No matter how hard Skyler works to emulate his fictional mentor, too many aspects of the mystery just do not add up. What went on at the club to cause ultimately two murders? What is the high school football coach up to? Just what kind of game is the hunky new biology teacher and assistant football coach playing? Doyle doesn’t do much, but one of Poe’s short stories does provide an insightful moment, and in the end the murder is cleared up. But, as the author explains in an afterword, a number of loose ends have been deliberately left to be cleared up in latter volumes of what she proposes to be a trilogy.
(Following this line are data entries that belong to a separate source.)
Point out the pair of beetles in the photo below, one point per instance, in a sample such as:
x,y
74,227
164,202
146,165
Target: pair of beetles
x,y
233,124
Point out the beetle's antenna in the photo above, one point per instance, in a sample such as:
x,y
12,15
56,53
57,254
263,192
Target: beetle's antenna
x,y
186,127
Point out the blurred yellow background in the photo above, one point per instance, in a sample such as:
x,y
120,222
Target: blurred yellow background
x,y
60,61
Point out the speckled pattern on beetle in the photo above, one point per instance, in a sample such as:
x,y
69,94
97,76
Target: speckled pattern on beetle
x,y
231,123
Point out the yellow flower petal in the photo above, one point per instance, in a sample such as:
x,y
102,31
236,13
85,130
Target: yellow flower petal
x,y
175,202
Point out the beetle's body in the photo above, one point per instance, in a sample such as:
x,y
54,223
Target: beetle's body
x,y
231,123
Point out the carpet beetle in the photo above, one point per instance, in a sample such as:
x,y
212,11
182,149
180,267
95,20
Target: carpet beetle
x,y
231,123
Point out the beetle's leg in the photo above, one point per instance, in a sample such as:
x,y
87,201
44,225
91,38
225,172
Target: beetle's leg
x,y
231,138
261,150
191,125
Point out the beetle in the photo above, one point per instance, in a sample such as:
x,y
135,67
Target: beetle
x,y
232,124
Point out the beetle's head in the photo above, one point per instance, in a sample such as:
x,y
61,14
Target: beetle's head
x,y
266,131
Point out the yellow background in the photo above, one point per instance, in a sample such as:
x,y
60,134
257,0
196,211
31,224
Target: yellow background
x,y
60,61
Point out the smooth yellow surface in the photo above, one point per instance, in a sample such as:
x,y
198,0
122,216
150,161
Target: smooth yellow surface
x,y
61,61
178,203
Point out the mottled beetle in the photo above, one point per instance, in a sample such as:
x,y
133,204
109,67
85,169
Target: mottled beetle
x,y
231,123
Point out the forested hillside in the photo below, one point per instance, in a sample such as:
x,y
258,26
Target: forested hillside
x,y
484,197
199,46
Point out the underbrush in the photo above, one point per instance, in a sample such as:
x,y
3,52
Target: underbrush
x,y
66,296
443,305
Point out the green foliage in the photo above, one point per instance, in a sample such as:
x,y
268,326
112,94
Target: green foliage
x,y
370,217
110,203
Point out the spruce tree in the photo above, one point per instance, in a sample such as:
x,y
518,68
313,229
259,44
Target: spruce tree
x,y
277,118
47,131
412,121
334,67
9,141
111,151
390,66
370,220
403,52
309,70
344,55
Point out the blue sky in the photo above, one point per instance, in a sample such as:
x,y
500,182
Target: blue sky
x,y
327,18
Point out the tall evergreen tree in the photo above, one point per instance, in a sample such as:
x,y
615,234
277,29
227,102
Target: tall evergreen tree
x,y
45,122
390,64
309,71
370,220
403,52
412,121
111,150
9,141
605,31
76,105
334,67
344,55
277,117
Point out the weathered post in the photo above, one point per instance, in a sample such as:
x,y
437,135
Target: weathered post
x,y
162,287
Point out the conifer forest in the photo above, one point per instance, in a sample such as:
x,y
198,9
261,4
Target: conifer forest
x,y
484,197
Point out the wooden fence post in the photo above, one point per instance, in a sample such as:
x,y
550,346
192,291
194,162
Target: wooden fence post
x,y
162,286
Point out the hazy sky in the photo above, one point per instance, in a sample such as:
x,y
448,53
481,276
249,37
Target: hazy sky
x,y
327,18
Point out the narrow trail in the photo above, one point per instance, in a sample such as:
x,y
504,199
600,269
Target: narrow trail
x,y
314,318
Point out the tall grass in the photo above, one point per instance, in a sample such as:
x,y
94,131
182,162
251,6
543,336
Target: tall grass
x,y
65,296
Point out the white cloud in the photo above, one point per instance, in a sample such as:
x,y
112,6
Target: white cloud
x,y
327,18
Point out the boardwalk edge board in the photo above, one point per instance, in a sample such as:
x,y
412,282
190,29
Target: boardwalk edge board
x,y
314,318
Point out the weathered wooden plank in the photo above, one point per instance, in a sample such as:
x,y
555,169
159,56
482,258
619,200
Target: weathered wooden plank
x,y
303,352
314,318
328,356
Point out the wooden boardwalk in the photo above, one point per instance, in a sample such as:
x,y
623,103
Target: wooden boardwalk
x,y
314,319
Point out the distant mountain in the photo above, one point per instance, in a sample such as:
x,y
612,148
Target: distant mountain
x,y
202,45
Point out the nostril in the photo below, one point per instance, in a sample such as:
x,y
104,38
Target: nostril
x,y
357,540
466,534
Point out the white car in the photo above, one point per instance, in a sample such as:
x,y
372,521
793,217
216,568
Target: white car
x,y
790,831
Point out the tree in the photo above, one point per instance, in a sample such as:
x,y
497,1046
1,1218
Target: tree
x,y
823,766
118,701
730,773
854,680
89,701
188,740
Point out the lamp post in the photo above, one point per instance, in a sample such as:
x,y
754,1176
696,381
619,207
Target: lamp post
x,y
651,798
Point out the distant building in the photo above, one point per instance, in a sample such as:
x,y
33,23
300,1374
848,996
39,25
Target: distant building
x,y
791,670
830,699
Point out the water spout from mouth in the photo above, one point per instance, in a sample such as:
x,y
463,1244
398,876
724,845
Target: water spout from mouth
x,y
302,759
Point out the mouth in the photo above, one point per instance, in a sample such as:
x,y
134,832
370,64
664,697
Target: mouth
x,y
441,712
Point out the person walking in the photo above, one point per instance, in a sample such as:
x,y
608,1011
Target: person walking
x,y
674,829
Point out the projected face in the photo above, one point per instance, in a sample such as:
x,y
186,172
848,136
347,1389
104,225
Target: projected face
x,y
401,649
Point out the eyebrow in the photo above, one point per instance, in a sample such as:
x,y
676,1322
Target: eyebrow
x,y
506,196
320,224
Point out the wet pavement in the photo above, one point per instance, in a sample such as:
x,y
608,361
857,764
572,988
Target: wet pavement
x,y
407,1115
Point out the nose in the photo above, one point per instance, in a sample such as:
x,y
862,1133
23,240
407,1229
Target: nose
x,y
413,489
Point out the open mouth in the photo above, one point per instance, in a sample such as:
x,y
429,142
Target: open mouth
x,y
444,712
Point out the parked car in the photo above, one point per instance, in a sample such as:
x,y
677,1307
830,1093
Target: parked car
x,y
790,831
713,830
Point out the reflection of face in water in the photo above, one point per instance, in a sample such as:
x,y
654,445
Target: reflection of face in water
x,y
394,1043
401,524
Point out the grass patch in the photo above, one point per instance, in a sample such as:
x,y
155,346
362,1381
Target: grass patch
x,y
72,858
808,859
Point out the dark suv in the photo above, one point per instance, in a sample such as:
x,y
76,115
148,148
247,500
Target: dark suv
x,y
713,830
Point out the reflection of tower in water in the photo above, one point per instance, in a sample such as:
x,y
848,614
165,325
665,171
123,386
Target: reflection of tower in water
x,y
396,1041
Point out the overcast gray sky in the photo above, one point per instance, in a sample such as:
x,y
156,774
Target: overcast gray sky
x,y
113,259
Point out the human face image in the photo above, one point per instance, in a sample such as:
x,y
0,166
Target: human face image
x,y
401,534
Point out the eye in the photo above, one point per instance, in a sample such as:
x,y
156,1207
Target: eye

The writing is fresh; the high school students, particularly two juniors having real interrelationship issues, are engaging, and Skyler’s friends are entertaining. Even the seemingly obligatory sex scene (Skyler’s comic introduction to a P.A.) not only works in the context of the story but comes across as authentic in being, for once, about sex and not another clichéd lead-in to romance. One has high hopes for the other two novels.

FOXE TAIL
By Haley Walsh
MLR Press
Paperback, 9781608202348, $14.99
eBook, 9781608202355, $7.99

Prove A Villain by K. C. Warwick

PROVE A VILLAIN by K.C. Warwick
The year is 1591. The tailor Hugh Seaton returns to London from Cambridge to find the Strange Men’s theater company in an uproar. An unpopular actor has just been stabbed to death, and Hugh’s former lover, the playwright Kit Marlowe, is the chief suspect. After finding and hiding Kit away, Hugh joins forces with upcoming playwright Will Shakespeare and boy actor Barnaby Winter to track down the killer.

The mystery plot is a thread around which to weave a romance. The emotional and physical attraction that Hugh felt for Kit, and fought against, rekindles. The reader gets glimpses of Will’s complex relationship with his patron. The pacing of the story is a bit slow, particularly if one is reading primarily for the mystery, but the historical aspect is consistently entertaining. The obligatory bon mots by Marlowe (“anyone who doesn’t love boys and tobacco is a fool”) are dropped naturally throughout the text. More ingenious are the glimpses of Shakespeare composing lines he will subsequently use in plays (“Good deeds like candles shine… So good deeds shine like… So shines a good deed in an evil world…”).

Before the case is solved, the reader is taken into the clandestine worlds of Elizabethan spies and renegade Catholics. The British author avoids modern terms to describe the sexual relationships between men, but obviously she does not subscribe to the thesis that one needs a language before one can ascribe modern definitions to a past time; had Marlowe had the word “gay,” he would have used it. The evocative cover, though more reminiscent of paintings from the 17th than the 16th century, is by fellow author Alex Beecroft.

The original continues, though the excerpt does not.